If you had a superpower, what would it be and how would you use it to advance the cause of women's equity? 

Candace: I don’t know if there is a word to describe my superpower…but its concept is to “depressurize” mom guilt. As a woman who works a TON of hours (historically outside of the home away from my kids), I used to feel so much guilt. If you recall my previous question, I had my oldest child who is now 26, while working on my undergraduate degree. When I went to medical school as a single mom, she was 13 months old. She grew up watching me read (books at the time), study and go to classes or do clinical rotations until she was 11 years old. She watched a lot of television. She spent a lot of hours in daycare and after school programs. And I felt a lot of guilt for years because of what I thought she was feeling. Turns out, she saw grit, determination, and perseverance. So, my superpower is to be able “to remove pressure”; the pressure that some of us as women place on ourselves to be the “perfect mom” while trying to balance being an outstanding physician.
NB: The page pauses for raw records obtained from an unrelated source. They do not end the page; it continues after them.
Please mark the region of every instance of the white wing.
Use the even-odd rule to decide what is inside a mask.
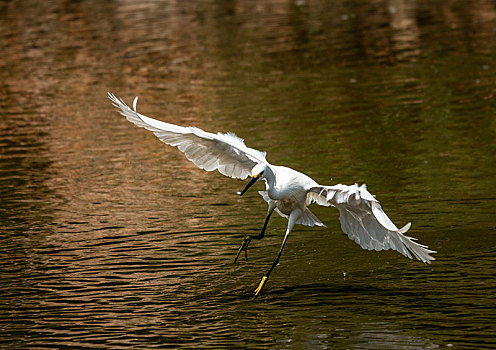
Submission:
[[[413,255],[424,263],[435,260],[430,255],[435,251],[404,235],[411,224],[398,229],[365,185],[316,186],[310,189],[307,201],[308,204],[316,202],[338,208],[342,230],[364,249],[394,249],[410,259]]]
[[[232,178],[246,179],[258,163],[266,163],[265,152],[246,147],[232,133],[212,134],[195,127],[182,127],[146,117],[136,112],[138,97],[131,109],[123,100],[108,93],[112,104],[137,126],[152,131],[161,141],[176,146],[190,161],[206,171],[218,170]]]

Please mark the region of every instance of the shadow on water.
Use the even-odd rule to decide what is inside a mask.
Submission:
[[[0,347],[496,348],[493,1],[3,1]],[[438,251],[327,228],[281,244],[244,183],[127,123],[233,131],[322,184],[366,183]]]

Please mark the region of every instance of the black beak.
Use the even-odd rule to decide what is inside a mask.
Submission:
[[[250,182],[248,182],[248,183],[246,184],[245,188],[243,188],[243,191],[238,192],[238,194],[239,194],[240,196],[242,196],[242,195],[243,195],[246,191],[248,191],[248,189],[249,189],[249,188],[250,188],[250,187],[251,187],[251,186],[252,186],[255,182],[257,182],[258,180],[260,180],[260,176],[256,176],[256,177],[254,176],[254,177],[252,177],[252,178],[251,178],[251,180],[250,180]]]

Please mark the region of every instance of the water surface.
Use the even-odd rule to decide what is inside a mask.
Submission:
[[[0,4],[2,348],[496,348],[492,1]],[[327,228],[282,241],[256,191],[138,129],[233,131],[366,183],[431,265]],[[261,186],[261,185],[260,185]]]

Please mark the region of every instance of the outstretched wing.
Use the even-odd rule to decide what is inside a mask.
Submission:
[[[316,186],[308,193],[308,202],[338,208],[342,230],[364,249],[394,249],[424,263],[435,260],[430,255],[435,251],[414,242],[415,238],[404,235],[411,224],[398,229],[365,185]]]
[[[195,127],[182,127],[146,117],[136,112],[138,97],[131,109],[122,99],[108,93],[112,104],[137,126],[152,131],[161,141],[177,147],[190,161],[206,171],[218,170],[232,178],[246,179],[258,163],[266,163],[265,152],[246,147],[232,133],[212,134]]]

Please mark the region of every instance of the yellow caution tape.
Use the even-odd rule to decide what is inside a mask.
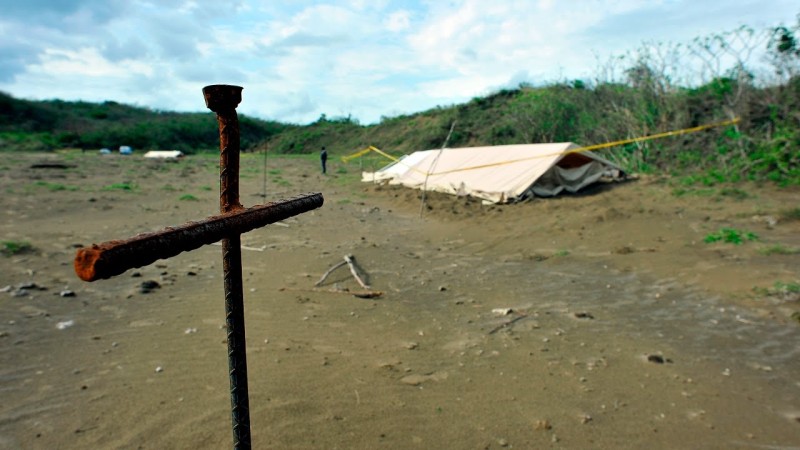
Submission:
[[[661,138],[670,137],[670,136],[679,136],[679,135],[682,135],[682,134],[696,133],[698,131],[707,130],[709,128],[722,127],[722,126],[726,126],[726,125],[734,125],[734,124],[739,123],[740,120],[741,120],[740,118],[736,117],[734,119],[726,120],[724,122],[715,122],[715,123],[710,123],[710,124],[706,124],[706,125],[700,125],[700,126],[692,127],[692,128],[684,128],[682,130],[667,131],[667,132],[664,132],[664,133],[652,134],[652,135],[649,135],[649,136],[642,136],[642,137],[638,137],[638,138],[622,139],[622,140],[619,140],[619,141],[606,142],[606,143],[603,143],[603,144],[595,144],[595,145],[588,145],[588,146],[585,146],[585,147],[573,148],[573,149],[568,150],[566,152],[554,152],[554,153],[548,153],[548,154],[544,154],[544,155],[530,156],[530,157],[527,157],[527,158],[514,159],[514,160],[510,160],[510,161],[502,161],[502,162],[491,163],[491,164],[482,164],[482,165],[479,165],[479,166],[471,166],[471,167],[463,167],[463,168],[460,168],[460,169],[446,170],[446,171],[443,171],[443,172],[425,173],[425,172],[422,172],[422,171],[420,171],[420,170],[418,170],[416,168],[412,168],[411,166],[408,166],[408,167],[413,169],[413,170],[415,170],[415,171],[417,171],[417,172],[419,172],[419,173],[421,173],[421,174],[423,174],[423,175],[426,175],[426,176],[444,175],[444,174],[454,173],[454,172],[465,172],[465,171],[468,171],[468,170],[485,169],[487,167],[503,166],[503,165],[506,165],[506,164],[515,164],[515,163],[518,163],[518,162],[530,161],[530,160],[533,160],[533,159],[549,158],[549,157],[552,157],[552,156],[559,156],[559,155],[562,155],[562,154],[563,155],[569,155],[571,153],[582,153],[582,152],[588,152],[590,150],[598,150],[598,149],[603,149],[603,148],[616,147],[618,145],[632,144],[632,143],[635,143],[635,142],[651,141],[653,139],[661,139]],[[400,164],[403,163],[400,159],[398,159],[398,158],[396,158],[394,156],[391,156],[388,153],[385,153],[382,150],[380,150],[380,149],[378,149],[376,147],[373,147],[371,145],[369,147],[357,152],[357,153],[354,153],[352,155],[343,157],[342,161],[347,162],[350,159],[358,158],[359,156],[366,155],[369,152],[376,152],[376,153],[378,153],[378,154],[380,154],[380,155],[382,155],[382,156],[384,156],[384,157],[386,157],[386,158],[388,158],[388,159],[390,159],[392,161],[399,162]]]

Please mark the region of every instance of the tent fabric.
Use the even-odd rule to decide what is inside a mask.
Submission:
[[[601,177],[618,178],[623,173],[591,152],[570,153],[579,148],[562,142],[425,150],[364,173],[362,181],[508,203],[532,195],[577,192]]]

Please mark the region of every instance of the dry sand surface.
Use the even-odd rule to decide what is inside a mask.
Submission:
[[[774,289],[800,283],[796,188],[643,178],[433,195],[420,218],[419,192],[332,162],[269,159],[267,200],[325,205],[242,236],[254,448],[800,448],[800,305]],[[245,206],[262,164],[243,157]],[[0,256],[0,448],[231,446],[220,247],[72,268],[81,245],[216,213],[217,170],[3,155],[0,239],[33,250]],[[703,242],[722,227],[759,239]],[[345,254],[382,296],[343,293],[347,267],[314,287]]]

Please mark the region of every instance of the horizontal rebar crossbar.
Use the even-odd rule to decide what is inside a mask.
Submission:
[[[203,245],[240,235],[256,228],[302,214],[322,206],[321,193],[304,194],[277,202],[239,209],[199,222],[169,227],[122,241],[108,241],[78,250],[75,273],[84,281],[119,275]]]

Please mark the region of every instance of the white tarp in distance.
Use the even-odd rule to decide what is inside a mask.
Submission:
[[[577,192],[623,170],[571,142],[445,148],[414,152],[373,173],[364,182],[468,195],[490,203],[512,203],[534,195]],[[427,179],[426,179],[427,178]]]

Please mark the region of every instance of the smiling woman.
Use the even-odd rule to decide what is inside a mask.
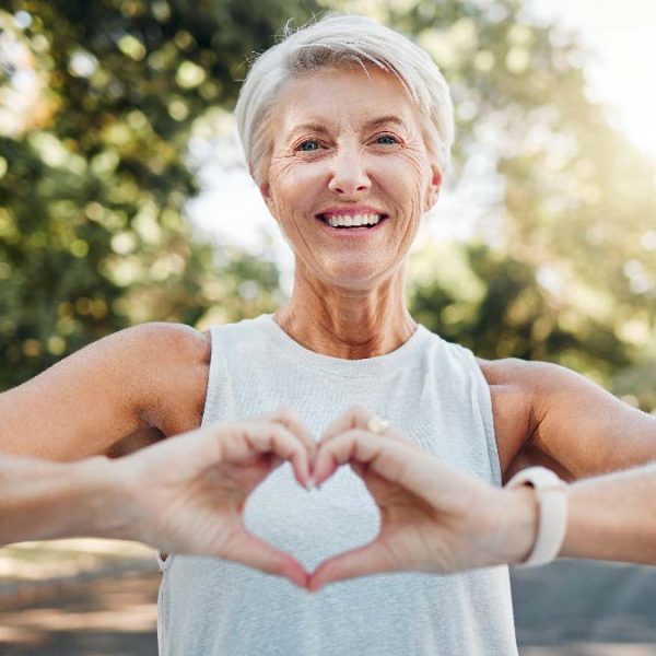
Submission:
[[[407,256],[454,136],[448,89],[426,52],[372,20],[328,17],[260,56],[236,115],[250,172],[294,253],[290,302],[209,333],[150,325],[101,340],[0,397],[4,450],[74,459],[142,431],[171,435],[288,407],[307,436],[359,429],[386,440],[379,427],[393,425],[420,453],[494,487],[528,465],[573,479],[656,455],[656,418],[561,367],[477,360],[410,315]],[[372,412],[386,421],[372,424]],[[308,494],[289,464],[265,456],[213,472],[242,491],[270,472],[247,500],[235,496],[235,517],[253,534],[306,571],[370,541],[387,549],[391,515],[375,477],[355,464]],[[418,508],[400,506],[397,526],[421,540]],[[234,553],[235,534],[220,538]],[[270,562],[260,572],[173,553],[161,565],[167,656],[517,653],[505,567],[440,576],[417,566],[308,597],[263,574],[276,571]]]

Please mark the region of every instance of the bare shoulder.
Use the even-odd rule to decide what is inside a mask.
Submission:
[[[656,418],[585,376],[547,362],[479,362],[504,478],[543,465],[574,480],[656,457]]]
[[[209,331],[153,323],[124,332],[136,356],[132,365],[139,372],[140,384],[134,390],[139,396],[134,405],[144,423],[165,435],[197,427],[209,375]]]
[[[496,448],[507,475],[538,425],[536,383],[542,365],[550,365],[516,358],[477,360],[490,386]]]
[[[175,324],[93,342],[0,395],[0,450],[74,459],[139,432],[196,427],[210,350],[209,335]]]

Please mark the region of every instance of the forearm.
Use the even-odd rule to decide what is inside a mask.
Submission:
[[[114,464],[0,458],[0,543],[77,536],[128,537]]]
[[[560,555],[656,564],[656,464],[570,487]]]

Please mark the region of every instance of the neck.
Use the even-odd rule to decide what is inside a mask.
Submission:
[[[359,290],[311,280],[297,268],[292,298],[274,318],[306,349],[344,360],[389,353],[417,329],[406,307],[405,266],[375,286]]]

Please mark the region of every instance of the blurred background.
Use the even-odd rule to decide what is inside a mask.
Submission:
[[[0,390],[134,324],[284,302],[291,254],[231,112],[247,60],[329,9],[410,35],[450,84],[413,316],[656,412],[651,0],[0,0]],[[131,543],[2,549],[0,653],[155,654],[157,576]],[[522,653],[656,653],[655,576],[515,573]]]

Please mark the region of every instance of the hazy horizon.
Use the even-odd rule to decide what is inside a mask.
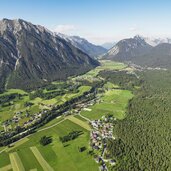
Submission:
[[[171,37],[170,6],[171,1],[154,0],[2,0],[0,19],[22,18],[51,31],[103,44],[135,35]]]

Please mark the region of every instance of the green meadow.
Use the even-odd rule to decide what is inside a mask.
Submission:
[[[83,134],[75,140],[62,144],[59,141],[59,137],[67,135],[71,131],[83,131]],[[51,144],[47,146],[40,145],[39,140],[44,135],[52,137],[53,141]],[[89,131],[68,119],[53,128],[30,135],[28,140],[20,143],[19,146],[17,146],[17,143],[16,147],[9,148],[8,152],[0,153],[0,168],[12,165],[9,156],[17,154],[18,157],[15,162],[18,161],[17,164],[20,166],[22,163],[25,170],[37,169],[38,171],[43,171],[45,170],[43,168],[48,167],[62,171],[98,170],[97,163],[92,156],[87,154],[89,150]],[[79,152],[78,147],[83,146],[86,147],[86,150]],[[33,153],[32,147],[36,148],[36,154]],[[41,156],[39,157],[41,161],[46,161],[43,162],[43,166],[35,155]]]
[[[108,90],[99,94],[99,103],[89,107],[89,110],[82,110],[81,115],[91,120],[100,119],[103,115],[112,114],[117,119],[125,118],[125,111],[128,101],[133,97],[133,94],[128,90],[118,89],[116,85],[108,83]],[[112,89],[117,87],[117,89]]]

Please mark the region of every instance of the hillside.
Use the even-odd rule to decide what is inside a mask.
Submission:
[[[99,55],[102,55],[107,52],[107,49],[94,45],[90,42],[88,42],[86,39],[81,38],[79,36],[67,36],[64,34],[58,34],[61,38],[65,39],[69,43],[71,43],[73,46],[77,47],[78,49],[82,50],[92,58],[97,58]]]
[[[103,58],[121,62],[131,61],[132,58],[145,54],[151,48],[152,47],[147,44],[144,39],[135,36],[134,38],[119,41],[103,56]]]
[[[160,43],[153,47],[136,36],[121,40],[103,58],[132,62],[143,67],[171,68],[171,44]]]
[[[0,88],[34,88],[84,73],[99,63],[46,28],[0,21]]]

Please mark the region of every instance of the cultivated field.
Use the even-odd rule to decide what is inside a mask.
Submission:
[[[111,89],[112,83],[108,83],[108,90],[105,93],[99,94],[99,103],[89,107],[88,110],[82,110],[81,115],[91,120],[100,119],[103,115],[112,114],[117,119],[123,119],[125,117],[125,111],[129,99],[133,97],[133,94],[128,90]],[[106,85],[104,86],[107,87]]]
[[[0,170],[5,167],[15,167],[14,163],[16,163],[16,167],[26,171],[32,169],[67,171],[68,168],[72,171],[96,171],[98,170],[97,163],[92,156],[87,154],[89,150],[88,126],[87,123],[70,117],[59,125],[30,135],[28,140],[23,139],[22,143],[17,142],[10,150],[0,153]],[[71,131],[83,131],[83,134],[75,140],[62,144],[59,137]],[[47,146],[40,145],[39,140],[44,135],[52,137],[53,142]],[[79,152],[78,147],[82,146],[85,146],[86,150]]]

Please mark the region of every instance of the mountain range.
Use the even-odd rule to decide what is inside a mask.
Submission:
[[[167,43],[163,43],[165,41]],[[171,68],[171,44],[165,39],[152,46],[147,38],[135,36],[119,41],[102,58],[145,67]]]
[[[67,42],[71,43],[73,46],[79,48],[81,51],[85,52],[92,58],[96,59],[99,55],[102,55],[107,52],[106,48],[94,45],[79,36],[67,36],[61,33],[58,33],[57,35],[65,39]]]
[[[87,72],[110,59],[171,68],[171,39],[123,39],[108,51],[78,36],[49,31],[22,19],[0,21],[0,90],[33,89]]]
[[[46,28],[0,21],[0,88],[30,89],[84,73],[99,62]]]

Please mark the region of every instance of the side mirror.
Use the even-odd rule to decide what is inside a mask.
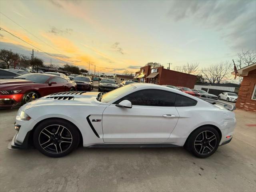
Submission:
[[[116,104],[116,106],[118,107],[123,107],[124,108],[131,108],[132,106],[132,103],[128,100],[124,100],[119,103],[119,104]]]

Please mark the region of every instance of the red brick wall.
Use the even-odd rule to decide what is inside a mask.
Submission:
[[[236,104],[238,108],[256,112],[256,100],[252,99],[252,95],[256,83],[256,69],[249,72],[244,77],[238,92]]]
[[[194,88],[196,76],[172,70],[162,69],[160,85],[171,85]]]

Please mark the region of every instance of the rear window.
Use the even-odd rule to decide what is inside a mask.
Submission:
[[[175,99],[176,107],[188,107],[194,106],[197,102],[193,99],[182,95],[177,94]]]

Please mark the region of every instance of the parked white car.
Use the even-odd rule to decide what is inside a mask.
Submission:
[[[228,92],[223,92],[219,95],[218,98],[226,100],[227,101],[233,101],[236,102],[238,96],[234,93],[229,93]]]
[[[18,131],[8,148],[25,148],[32,142],[43,154],[58,157],[80,142],[88,147],[184,146],[205,158],[230,141],[235,108],[150,84],[106,93],[55,93],[21,107],[14,125]]]

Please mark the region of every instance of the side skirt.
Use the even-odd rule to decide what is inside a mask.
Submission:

Do you have any words of wisdom you'd like to share regarding DE&I...and please be candid?

Candace: Race is a social construct, it’s not biological. Most of us went to medical school and were taught that genetic difference among races influenced health, but in actuality it’s economic and social factors that impact health. As of 2-3 years ago, there was an eGFR calculation that took a patient’s race into account, which we now realize led to less effective treatments for our Black patients. Lots of well known, well utilized tests use race in their calculations: PFTs, Osteoporosis SCORE, the National Cancer Institute Breast Cancer Risk Assessment. So much of what we learned in medical school put the cause of disease on the patient’s race. As physicians called to serve all communities, we need to retrain our brains to think about race as a social construct and not as a biological phenomenon. To learn more, check out this article: Hidden in Plain Sight — Reconsidering the Use of Race Correction in Clinical Algorithms.  

My thanks to Candace for writing this great piece for us, and you can catch her on the Town Hall on October 6. The goal was to have each writer from Women in Medicine Month on a Town Hall in September, but that is not how the schedules of busy people play out.